The correct answer is option 1) i.e. Angular momentum = $\frac{h}{\pi}$

CONCEPT:

• Angular momentum of an electron in kth orbit:
• Bohr’s atomic model suggests that the angular momentum of an electron orbiting around the nucleus of an atom is quantized.
• Electrons transit only in those orbits where the angular momentum of an electron is an integral multiple of h/2, where h is the Planck's constant.
• According to de Broglie, a moving electron in its circular orbit behaves like a particle-wave.
• Thus standing waves are produced when the total distance travelled by a wave is an integral number of wavelengths.

​This gives the relation: $2πr_k = \frac{kh}{mv_k}$ = kλ      ----(1)

Where rk is the radius of the kth orbit, and λ is the wavelength.
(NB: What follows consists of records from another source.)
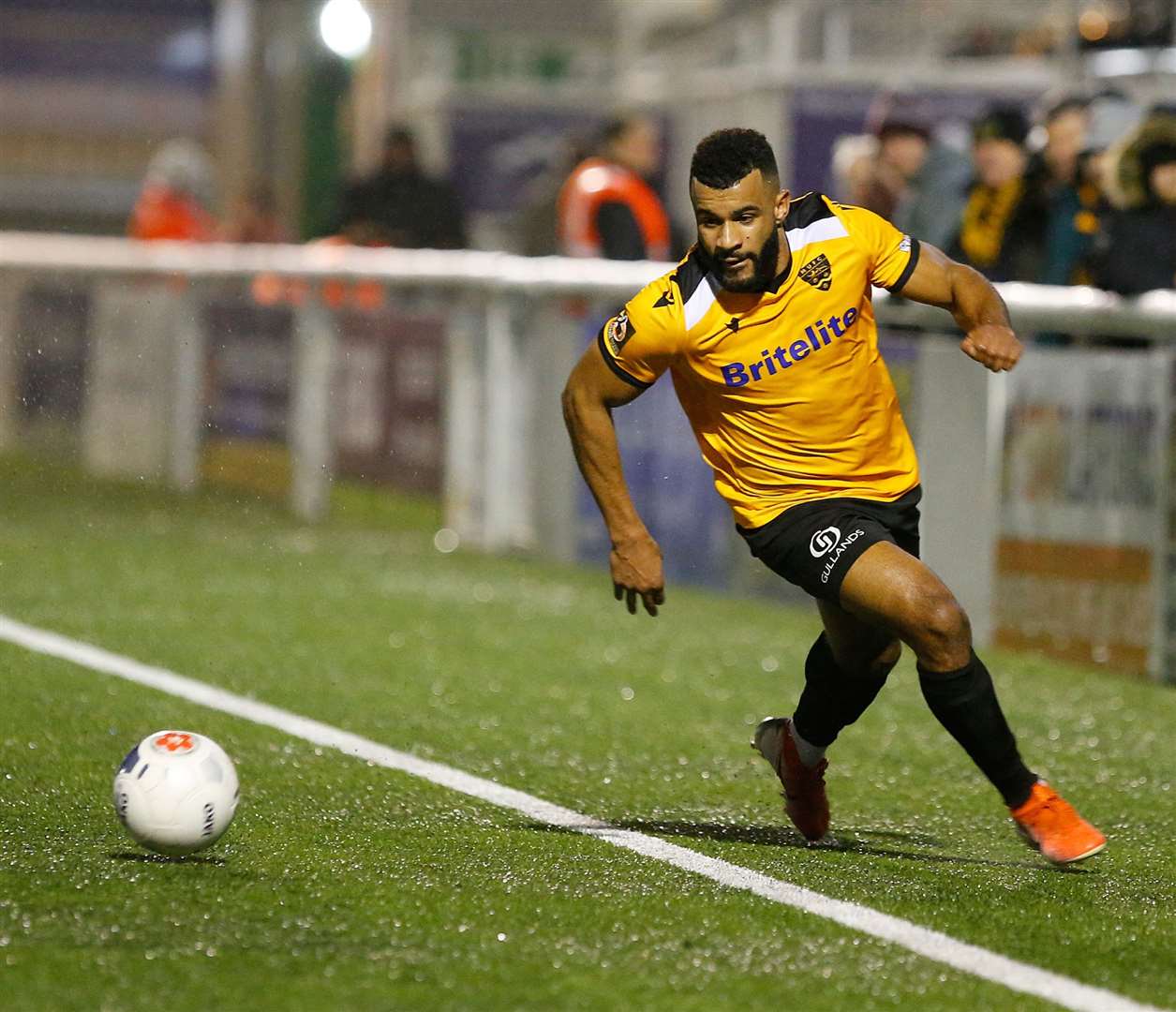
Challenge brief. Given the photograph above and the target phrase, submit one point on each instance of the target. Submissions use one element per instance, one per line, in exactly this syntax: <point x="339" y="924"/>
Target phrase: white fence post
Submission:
<point x="309" y="415"/>
<point x="507" y="507"/>
<point x="9" y="361"/>
<point x="464" y="426"/>
<point x="187" y="386"/>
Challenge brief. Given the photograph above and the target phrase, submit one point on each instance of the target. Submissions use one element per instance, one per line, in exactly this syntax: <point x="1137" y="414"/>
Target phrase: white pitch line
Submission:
<point x="972" y="960"/>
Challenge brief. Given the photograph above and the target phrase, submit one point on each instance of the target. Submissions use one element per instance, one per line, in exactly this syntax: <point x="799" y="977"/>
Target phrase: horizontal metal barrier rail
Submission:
<point x="1078" y="310"/>
<point x="1049" y="482"/>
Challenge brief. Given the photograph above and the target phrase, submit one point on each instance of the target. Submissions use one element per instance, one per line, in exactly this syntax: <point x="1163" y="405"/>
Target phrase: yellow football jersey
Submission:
<point x="785" y="391"/>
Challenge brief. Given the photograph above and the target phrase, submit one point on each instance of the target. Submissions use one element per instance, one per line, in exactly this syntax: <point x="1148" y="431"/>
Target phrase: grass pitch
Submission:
<point x="344" y="886"/>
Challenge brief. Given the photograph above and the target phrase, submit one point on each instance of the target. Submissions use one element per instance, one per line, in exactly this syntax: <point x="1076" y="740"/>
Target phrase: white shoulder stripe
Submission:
<point x="816" y="231"/>
<point x="697" y="305"/>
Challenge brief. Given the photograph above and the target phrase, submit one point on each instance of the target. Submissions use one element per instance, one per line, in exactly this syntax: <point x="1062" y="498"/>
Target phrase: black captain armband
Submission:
<point x="633" y="381"/>
<point x="896" y="288"/>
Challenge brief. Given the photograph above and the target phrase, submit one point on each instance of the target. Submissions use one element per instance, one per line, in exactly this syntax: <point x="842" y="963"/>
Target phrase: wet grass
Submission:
<point x="350" y="886"/>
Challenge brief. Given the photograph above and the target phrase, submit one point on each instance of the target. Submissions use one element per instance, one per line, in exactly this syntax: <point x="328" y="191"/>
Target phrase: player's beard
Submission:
<point x="764" y="264"/>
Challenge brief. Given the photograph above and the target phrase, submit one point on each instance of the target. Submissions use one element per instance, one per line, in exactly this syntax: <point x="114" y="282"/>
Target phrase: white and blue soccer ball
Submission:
<point x="175" y="793"/>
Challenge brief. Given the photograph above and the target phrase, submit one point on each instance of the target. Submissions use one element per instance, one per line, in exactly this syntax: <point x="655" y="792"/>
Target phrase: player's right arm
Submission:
<point x="589" y="396"/>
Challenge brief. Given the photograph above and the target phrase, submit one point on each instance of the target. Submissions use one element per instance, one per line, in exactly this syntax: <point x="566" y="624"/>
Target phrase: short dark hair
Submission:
<point x="723" y="157"/>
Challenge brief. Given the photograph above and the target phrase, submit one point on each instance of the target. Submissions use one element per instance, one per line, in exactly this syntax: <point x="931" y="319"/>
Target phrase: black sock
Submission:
<point x="831" y="698"/>
<point x="964" y="702"/>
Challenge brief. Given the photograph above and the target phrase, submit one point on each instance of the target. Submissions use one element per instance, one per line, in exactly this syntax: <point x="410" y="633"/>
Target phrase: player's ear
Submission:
<point x="783" y="199"/>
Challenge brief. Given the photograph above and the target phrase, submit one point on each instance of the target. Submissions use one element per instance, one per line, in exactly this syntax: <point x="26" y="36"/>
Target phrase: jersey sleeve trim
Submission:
<point x="633" y="381"/>
<point x="896" y="288"/>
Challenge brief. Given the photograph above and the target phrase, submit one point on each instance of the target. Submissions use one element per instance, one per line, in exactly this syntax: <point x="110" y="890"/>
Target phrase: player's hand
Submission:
<point x="637" y="573"/>
<point x="995" y="347"/>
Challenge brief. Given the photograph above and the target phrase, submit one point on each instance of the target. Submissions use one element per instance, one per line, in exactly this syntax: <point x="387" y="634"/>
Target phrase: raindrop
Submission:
<point x="446" y="540"/>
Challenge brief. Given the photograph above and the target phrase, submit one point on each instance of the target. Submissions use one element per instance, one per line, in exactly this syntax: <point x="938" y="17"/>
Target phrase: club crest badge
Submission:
<point x="618" y="332"/>
<point x="817" y="273"/>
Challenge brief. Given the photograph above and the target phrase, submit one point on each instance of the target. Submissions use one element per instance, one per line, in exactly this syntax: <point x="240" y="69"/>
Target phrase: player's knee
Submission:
<point x="868" y="662"/>
<point x="884" y="663"/>
<point x="945" y="628"/>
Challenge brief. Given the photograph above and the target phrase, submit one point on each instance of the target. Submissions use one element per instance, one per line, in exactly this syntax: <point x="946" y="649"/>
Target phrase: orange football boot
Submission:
<point x="1051" y="826"/>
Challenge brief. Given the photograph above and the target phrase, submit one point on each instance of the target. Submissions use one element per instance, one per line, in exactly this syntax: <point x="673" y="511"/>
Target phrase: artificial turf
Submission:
<point x="344" y="886"/>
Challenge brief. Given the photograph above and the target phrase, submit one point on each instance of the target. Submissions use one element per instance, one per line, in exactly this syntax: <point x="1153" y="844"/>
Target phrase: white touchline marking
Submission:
<point x="935" y="945"/>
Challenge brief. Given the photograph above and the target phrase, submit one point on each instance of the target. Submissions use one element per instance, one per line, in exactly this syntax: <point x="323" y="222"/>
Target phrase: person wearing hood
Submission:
<point x="1002" y="230"/>
<point x="1136" y="248"/>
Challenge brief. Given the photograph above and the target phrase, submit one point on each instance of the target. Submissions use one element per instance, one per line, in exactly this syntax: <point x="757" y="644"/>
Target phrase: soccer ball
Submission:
<point x="175" y="793"/>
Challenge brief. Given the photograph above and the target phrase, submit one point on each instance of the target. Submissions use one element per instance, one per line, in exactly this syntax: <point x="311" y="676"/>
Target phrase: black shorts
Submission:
<point x="814" y="544"/>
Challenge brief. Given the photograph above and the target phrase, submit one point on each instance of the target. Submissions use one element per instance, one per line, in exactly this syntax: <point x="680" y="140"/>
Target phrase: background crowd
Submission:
<point x="1080" y="193"/>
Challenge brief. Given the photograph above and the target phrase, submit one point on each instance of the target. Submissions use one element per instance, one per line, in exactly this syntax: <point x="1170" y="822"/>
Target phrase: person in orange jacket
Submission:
<point x="607" y="208"/>
<point x="173" y="201"/>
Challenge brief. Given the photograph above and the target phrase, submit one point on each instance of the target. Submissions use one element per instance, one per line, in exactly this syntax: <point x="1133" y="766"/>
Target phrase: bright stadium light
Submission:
<point x="345" y="27"/>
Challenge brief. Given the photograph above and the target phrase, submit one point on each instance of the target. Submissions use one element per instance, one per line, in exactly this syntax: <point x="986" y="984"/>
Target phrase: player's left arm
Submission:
<point x="972" y="300"/>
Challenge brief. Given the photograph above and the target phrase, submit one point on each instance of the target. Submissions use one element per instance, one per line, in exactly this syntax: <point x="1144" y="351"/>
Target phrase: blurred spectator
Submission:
<point x="1135" y="250"/>
<point x="932" y="202"/>
<point x="853" y="167"/>
<point x="400" y="204"/>
<point x="902" y="149"/>
<point x="175" y="197"/>
<point x="1002" y="230"/>
<point x="254" y="217"/>
<point x="1079" y="208"/>
<point x="607" y="207"/>
<point x="1054" y="173"/>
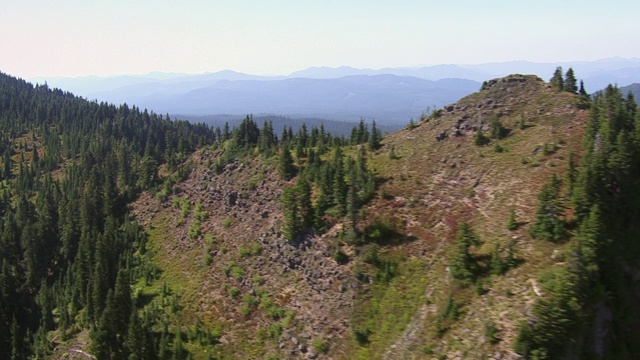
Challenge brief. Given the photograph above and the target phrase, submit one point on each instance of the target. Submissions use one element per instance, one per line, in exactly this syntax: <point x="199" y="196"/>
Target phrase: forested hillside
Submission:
<point x="67" y="244"/>
<point x="502" y="226"/>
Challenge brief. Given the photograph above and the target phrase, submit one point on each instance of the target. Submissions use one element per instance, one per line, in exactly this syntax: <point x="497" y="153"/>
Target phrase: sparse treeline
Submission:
<point x="329" y="185"/>
<point x="603" y="249"/>
<point x="69" y="169"/>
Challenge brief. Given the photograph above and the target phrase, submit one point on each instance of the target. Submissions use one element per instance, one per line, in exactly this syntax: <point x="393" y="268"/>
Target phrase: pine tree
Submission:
<point x="548" y="224"/>
<point x="286" y="168"/>
<point x="557" y="82"/>
<point x="288" y="202"/>
<point x="375" y="137"/>
<point x="570" y="82"/>
<point x="463" y="267"/>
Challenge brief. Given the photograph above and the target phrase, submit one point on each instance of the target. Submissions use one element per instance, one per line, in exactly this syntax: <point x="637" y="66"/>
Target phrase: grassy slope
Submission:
<point x="431" y="188"/>
<point x="434" y="186"/>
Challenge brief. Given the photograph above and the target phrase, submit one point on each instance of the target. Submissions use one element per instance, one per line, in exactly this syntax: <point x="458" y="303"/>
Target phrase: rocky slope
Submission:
<point x="435" y="179"/>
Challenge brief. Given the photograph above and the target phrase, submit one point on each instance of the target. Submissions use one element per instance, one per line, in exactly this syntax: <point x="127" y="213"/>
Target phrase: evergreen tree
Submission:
<point x="463" y="267"/>
<point x="286" y="168"/>
<point x="548" y="224"/>
<point x="557" y="82"/>
<point x="570" y="82"/>
<point x="375" y="137"/>
<point x="497" y="129"/>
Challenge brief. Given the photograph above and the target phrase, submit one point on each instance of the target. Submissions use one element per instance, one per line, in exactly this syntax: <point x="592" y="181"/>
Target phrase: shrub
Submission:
<point x="491" y="332"/>
<point x="512" y="223"/>
<point x="194" y="230"/>
<point x="320" y="346"/>
<point x="340" y="257"/>
<point x="234" y="292"/>
<point x="200" y="213"/>
<point x="227" y="222"/>
<point x="480" y="139"/>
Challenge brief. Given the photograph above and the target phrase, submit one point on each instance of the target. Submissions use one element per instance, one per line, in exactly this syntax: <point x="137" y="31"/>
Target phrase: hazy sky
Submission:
<point x="80" y="37"/>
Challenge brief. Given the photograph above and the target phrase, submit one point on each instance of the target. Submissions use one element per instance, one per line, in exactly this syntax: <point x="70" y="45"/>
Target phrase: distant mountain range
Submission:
<point x="633" y="88"/>
<point x="389" y="95"/>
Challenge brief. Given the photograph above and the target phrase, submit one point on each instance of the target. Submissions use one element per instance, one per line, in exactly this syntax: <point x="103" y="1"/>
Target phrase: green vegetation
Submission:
<point x="605" y="204"/>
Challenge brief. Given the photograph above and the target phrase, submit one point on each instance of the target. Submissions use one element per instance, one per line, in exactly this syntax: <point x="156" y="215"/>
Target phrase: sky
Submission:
<point x="80" y="38"/>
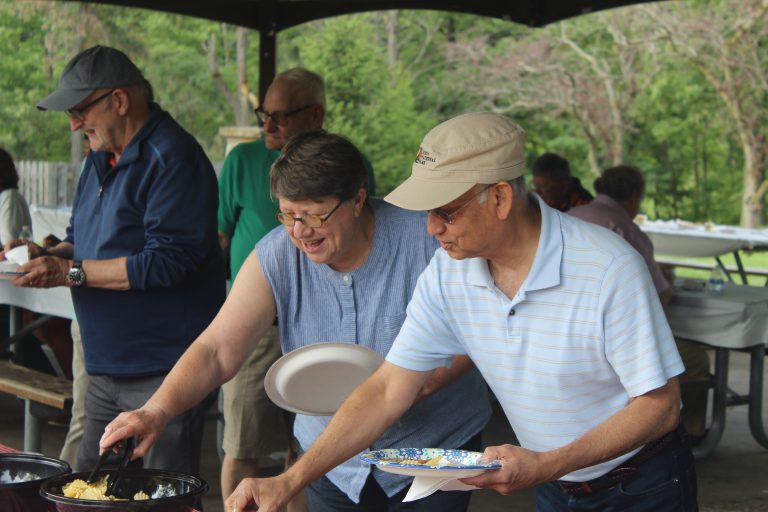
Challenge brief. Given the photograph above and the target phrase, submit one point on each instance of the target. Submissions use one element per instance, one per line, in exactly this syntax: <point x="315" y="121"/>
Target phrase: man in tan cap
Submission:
<point x="560" y="316"/>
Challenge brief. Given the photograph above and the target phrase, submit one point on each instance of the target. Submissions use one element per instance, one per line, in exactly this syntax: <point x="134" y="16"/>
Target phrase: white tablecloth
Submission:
<point x="49" y="221"/>
<point x="681" y="238"/>
<point x="736" y="319"/>
<point x="49" y="301"/>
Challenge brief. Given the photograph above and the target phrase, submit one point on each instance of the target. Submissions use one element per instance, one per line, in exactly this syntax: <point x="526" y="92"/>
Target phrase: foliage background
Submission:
<point x="600" y="89"/>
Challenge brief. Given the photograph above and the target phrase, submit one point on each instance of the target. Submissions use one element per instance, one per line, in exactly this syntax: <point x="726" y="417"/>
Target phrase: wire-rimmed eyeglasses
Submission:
<point x="279" y="117"/>
<point x="449" y="217"/>
<point x="79" y="113"/>
<point x="310" y="221"/>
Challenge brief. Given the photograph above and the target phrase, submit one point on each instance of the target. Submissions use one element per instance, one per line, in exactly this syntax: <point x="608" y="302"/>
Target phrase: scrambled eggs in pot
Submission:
<point x="96" y="491"/>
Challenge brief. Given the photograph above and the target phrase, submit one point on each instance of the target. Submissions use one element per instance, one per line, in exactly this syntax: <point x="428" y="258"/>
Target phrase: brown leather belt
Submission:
<point x="624" y="471"/>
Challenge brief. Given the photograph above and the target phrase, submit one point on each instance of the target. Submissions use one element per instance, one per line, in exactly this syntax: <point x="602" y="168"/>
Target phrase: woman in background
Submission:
<point x="14" y="211"/>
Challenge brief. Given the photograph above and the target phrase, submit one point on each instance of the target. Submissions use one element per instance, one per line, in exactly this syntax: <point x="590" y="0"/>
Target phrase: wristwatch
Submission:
<point x="76" y="274"/>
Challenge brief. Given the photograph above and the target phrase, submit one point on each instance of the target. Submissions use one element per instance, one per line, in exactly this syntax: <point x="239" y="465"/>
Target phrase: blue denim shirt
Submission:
<point x="367" y="306"/>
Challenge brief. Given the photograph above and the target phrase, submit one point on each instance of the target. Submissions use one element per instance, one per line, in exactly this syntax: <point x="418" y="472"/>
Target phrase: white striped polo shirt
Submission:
<point x="584" y="333"/>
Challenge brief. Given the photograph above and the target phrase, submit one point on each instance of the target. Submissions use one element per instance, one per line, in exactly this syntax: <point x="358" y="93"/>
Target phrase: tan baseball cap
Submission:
<point x="459" y="153"/>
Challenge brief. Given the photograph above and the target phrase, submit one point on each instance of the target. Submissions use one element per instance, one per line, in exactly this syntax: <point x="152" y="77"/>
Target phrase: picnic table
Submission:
<point x="735" y="320"/>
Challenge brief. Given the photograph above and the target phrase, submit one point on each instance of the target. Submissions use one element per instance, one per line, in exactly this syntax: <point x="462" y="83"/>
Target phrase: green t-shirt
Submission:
<point x="246" y="208"/>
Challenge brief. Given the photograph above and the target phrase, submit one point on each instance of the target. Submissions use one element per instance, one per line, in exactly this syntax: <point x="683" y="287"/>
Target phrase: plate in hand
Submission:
<point x="316" y="379"/>
<point x="430" y="462"/>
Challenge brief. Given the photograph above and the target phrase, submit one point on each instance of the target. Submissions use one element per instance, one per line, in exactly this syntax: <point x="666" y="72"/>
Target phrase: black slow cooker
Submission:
<point x="21" y="475"/>
<point x="169" y="492"/>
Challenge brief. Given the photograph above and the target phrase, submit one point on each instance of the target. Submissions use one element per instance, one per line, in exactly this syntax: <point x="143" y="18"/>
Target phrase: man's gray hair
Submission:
<point x="519" y="191"/>
<point x="310" y="82"/>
The de Broglie wavelength is given by:

λ = $\frac{h}{mv_k}$      ----(2)

​Where vk is the velocity of the electron in kth orbit.

From (1) and (2) we get:

$2πr_k = \frac{kh}{mv_k}$ ⇒$mv_kr_k =\frac{kh}{2\pi}$ ⇒$m\omega_k =\frac{kh}{2\pi}$

Angular momentum = $m\omega_k =\frac{kh}{2\pi}$

EXPLANATION:

Angular momentum of kth orbit $\frac{kh}{2\pi}$

In the 2nd orbit, angular momentum$​​\frac{2h}{2\pi} =\frac{h}{\pi}$